When a 72-inch Storm Sewer is sandwiched between a sewer and high-pressure gas lines, what could go wrong? Throw in soft ground, irregular rock surface, past litigation, interstate highway nearby, residents losing access to a major thoroughfare and you have a recipe for disaster. The designers of this pipeline project realized this and required extensive monitoring during construction. As a contractor, these are costs that don’t help you get the job done. For IMS, it was an opportunity to save the day.

Monitoring included groundwater levels, surface and subsurface settlement points, inclinometers for lateral movement detection, crack monitoring, and tilt meters on the excavation bracing system. According to the specification, all of this was to be in place before the contractor did any work in the area and was to be monitored nearly continuously while working with submission of daily data reports and alert level incident reports. Recognizing the extensive labor demands of manually monitoring such a system and the obvious staging of a linear project such as this, the automated capabilities of IMS were implemented to move a package of remotely monitored tools along with the contractor’s progress.

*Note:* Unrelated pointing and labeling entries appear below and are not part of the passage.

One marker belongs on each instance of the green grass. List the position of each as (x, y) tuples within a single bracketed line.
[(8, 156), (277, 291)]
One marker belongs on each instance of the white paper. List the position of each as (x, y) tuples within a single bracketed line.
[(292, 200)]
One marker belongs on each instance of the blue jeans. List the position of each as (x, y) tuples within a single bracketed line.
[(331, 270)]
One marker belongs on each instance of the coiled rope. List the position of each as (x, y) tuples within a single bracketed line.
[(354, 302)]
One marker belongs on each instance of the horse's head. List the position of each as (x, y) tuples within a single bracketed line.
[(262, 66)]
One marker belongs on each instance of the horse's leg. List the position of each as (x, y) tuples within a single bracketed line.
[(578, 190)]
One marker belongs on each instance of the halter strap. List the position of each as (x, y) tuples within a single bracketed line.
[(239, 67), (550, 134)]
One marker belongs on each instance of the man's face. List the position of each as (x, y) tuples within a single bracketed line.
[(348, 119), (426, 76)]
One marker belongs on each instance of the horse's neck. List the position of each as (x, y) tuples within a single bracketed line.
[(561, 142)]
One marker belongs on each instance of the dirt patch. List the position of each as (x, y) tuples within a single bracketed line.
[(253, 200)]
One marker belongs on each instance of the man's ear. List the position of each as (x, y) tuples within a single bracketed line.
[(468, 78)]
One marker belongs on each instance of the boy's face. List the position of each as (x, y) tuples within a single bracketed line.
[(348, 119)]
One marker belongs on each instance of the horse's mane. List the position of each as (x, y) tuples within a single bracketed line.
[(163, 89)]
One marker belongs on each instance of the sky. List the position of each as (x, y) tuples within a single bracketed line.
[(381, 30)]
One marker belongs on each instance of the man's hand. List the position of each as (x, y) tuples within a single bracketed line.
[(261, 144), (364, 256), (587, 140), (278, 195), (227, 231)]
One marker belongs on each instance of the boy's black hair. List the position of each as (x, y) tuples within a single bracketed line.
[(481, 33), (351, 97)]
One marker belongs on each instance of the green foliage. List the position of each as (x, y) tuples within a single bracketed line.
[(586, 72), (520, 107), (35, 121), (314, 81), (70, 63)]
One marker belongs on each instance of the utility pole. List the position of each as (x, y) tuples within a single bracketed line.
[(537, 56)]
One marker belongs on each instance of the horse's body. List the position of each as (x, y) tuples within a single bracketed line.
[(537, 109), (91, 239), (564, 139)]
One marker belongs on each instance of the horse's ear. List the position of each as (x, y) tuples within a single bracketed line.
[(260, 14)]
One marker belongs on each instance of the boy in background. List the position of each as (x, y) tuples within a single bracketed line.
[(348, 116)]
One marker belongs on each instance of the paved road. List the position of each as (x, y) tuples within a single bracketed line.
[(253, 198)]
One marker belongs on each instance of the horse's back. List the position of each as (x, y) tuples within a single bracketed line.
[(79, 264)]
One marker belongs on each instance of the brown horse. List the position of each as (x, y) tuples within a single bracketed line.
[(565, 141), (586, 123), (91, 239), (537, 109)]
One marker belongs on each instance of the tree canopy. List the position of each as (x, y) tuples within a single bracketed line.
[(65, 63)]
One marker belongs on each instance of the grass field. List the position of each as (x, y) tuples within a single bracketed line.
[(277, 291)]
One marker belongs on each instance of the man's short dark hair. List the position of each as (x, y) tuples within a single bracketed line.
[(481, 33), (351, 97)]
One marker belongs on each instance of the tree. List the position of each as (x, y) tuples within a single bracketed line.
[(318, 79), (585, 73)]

This remote package complimented other manual devices and allowed for installation of Measurand SAA devices in manual inclinometer tubes to measure ground deflection, electronic tiltmeters to measure tilt of the flexible SOE system, and piezometers to measure water levels as work progressed, thus obtaining the real time data continuously without the labor costs. The remote system was integrated with the sensemetric THREAD IIOT edge devices in a “portable package.” Data, alerts, and reports were shared with the owner’s representatives through Schnabel’s IMS system.